I’m sure she won’t mind. I suspect she’s helped pack him herself. -- explicit content, indeed. I pull open the last panel of the box and he steps out and greets me with a kiss that erases all possibility of debate.
We dance. Dirty. To really dirty words. It’s only language, I whisper while I nibble my way up over his shoulder, sure that if I’ll ever have the ear of the leader of the free world, the moment is now, as soon as my lips get up and over his collar. It’s all in the usage, I whisper. There is a world of difference between "fuck you" and "fuck me."

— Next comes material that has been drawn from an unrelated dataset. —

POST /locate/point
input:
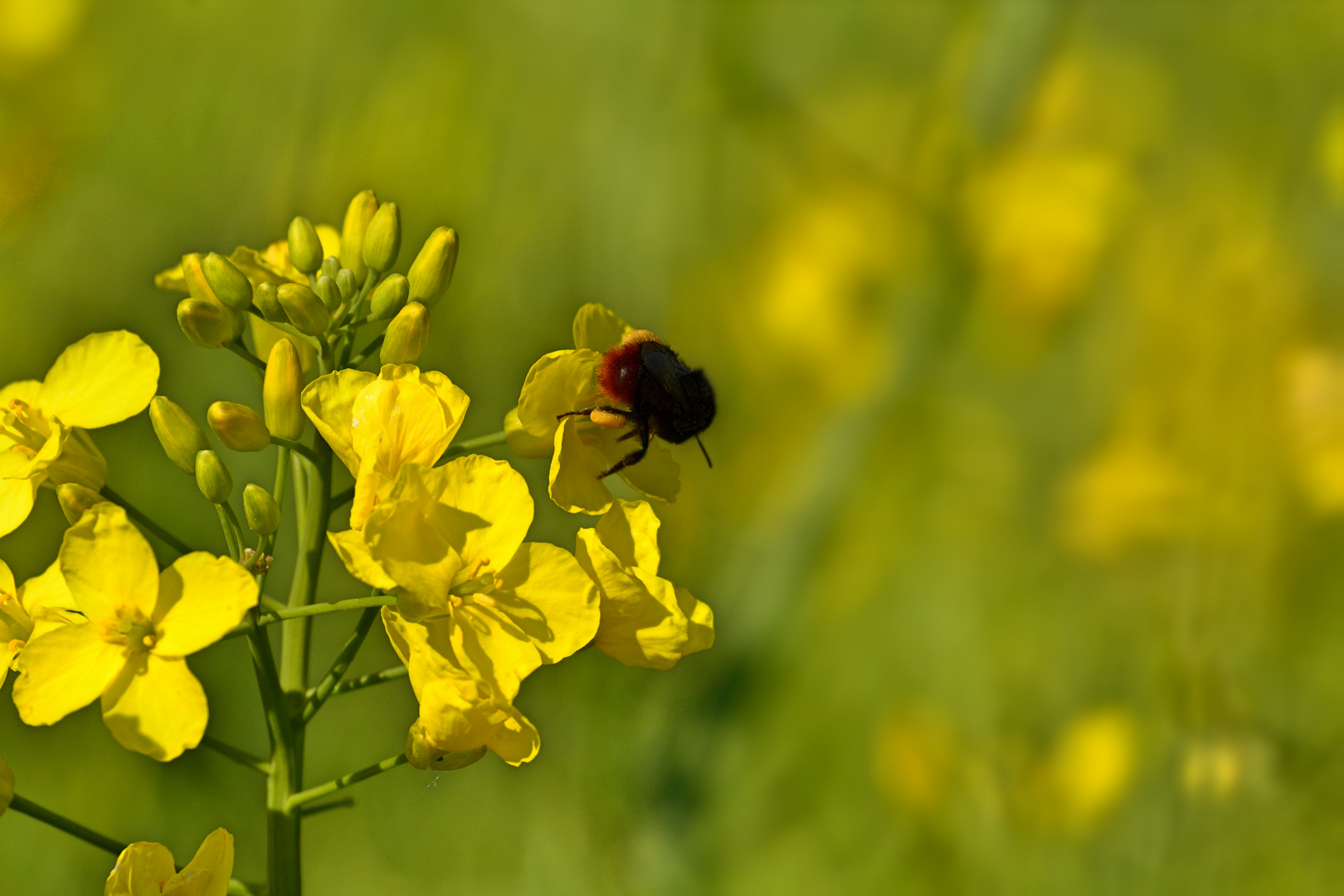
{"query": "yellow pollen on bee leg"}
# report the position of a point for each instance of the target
(606, 419)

He laughs, and says he will indeed. I know all about vice, he murmurs as he lays me down across my big brass bed.
We lean to the left, and then slide over to the right. We roll across passion and boundaries and light, but when he gets near my bush, the dirty tricks begin. I invented the Internet, he whispers. I know from things that are new. The silver-tongue they claim he doesn’t have runs liberally up and down my thighs, licking, kissing, nipping, biting, unsafe at any speed. He pulls all my levers, polls my ballot, rushes my limbaugh, presses my flesh and whistle-stops straight into my heart.

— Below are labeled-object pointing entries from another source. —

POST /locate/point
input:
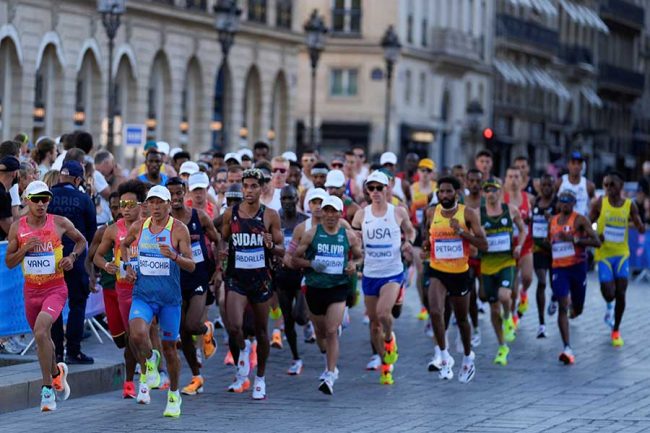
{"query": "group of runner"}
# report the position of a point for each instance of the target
(268, 245)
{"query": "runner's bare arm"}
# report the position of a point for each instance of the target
(477, 235)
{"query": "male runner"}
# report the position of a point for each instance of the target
(254, 234)
(613, 214)
(325, 251)
(569, 234)
(131, 194)
(381, 225)
(287, 281)
(453, 228)
(35, 241)
(163, 250)
(194, 285)
(543, 211)
(498, 263)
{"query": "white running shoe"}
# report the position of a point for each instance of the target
(374, 363)
(296, 367)
(259, 389)
(143, 394)
(476, 337)
(467, 370)
(244, 362)
(446, 371)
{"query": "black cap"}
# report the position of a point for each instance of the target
(9, 163)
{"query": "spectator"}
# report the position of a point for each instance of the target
(71, 203)
(9, 166)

And then he takes off his tie.
Health care, I whisper passionately into his ear. Gay rights, women’s issues, the children who live in poverty.
"Soon," he promises, campaigning every stitch of our clothing right onto the floor.

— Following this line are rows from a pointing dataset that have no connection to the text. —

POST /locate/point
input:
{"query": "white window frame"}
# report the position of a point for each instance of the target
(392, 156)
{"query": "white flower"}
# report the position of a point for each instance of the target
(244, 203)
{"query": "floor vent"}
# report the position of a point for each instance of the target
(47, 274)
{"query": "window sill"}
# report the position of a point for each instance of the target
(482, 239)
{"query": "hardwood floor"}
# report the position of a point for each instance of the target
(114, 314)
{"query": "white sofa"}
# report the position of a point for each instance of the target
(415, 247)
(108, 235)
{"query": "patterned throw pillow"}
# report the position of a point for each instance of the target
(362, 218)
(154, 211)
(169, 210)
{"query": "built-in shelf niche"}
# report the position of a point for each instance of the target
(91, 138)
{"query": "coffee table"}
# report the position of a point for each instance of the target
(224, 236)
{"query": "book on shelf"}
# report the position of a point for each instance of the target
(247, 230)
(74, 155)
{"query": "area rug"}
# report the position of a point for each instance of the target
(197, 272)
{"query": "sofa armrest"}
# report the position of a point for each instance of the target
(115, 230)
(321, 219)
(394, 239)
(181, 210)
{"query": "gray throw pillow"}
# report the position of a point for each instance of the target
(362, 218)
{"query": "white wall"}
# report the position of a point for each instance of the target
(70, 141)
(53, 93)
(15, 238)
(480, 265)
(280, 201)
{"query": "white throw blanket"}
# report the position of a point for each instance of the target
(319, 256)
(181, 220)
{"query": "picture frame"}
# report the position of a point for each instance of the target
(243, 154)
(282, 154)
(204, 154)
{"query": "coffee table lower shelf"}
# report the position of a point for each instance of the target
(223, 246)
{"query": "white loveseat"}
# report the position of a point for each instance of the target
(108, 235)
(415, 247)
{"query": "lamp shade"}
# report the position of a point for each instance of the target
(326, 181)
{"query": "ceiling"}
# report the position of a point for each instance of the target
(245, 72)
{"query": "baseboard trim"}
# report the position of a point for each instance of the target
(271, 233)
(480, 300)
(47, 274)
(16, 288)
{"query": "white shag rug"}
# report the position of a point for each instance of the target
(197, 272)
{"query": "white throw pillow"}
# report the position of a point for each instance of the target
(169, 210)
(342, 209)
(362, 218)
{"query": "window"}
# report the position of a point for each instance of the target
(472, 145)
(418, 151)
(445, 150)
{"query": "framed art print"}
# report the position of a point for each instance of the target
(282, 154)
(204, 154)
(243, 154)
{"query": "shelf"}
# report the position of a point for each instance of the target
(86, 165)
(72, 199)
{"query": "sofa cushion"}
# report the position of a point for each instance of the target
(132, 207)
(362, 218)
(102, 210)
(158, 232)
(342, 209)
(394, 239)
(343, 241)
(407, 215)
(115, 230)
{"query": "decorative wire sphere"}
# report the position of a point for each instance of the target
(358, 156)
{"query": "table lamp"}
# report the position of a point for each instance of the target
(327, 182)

I ride him like the national debt, rising and twisting and turning and then rising again – wooden is hardly the word, except for where it matters. Kennedy, Carter, Clinton, I shout out as we rise one last time into that stratospheric place where explicit content is all that ever exists.
*
I try to keep him loose for the ride home, but he just knots his tie and says he has to hurry. The earth is in balance, he explains, and I must go juggle.
I nod democratically. We shake hands, firmly, and I slip a copy of Doing It For Daddy into his left suit pocket. Smut, I whisper, sealing his box, stamping it US-Slut-Approved, shipping him safely off through the hazy environment, returning happily to my reverie of lust ... listen, learn, laugh, love, empower, vote.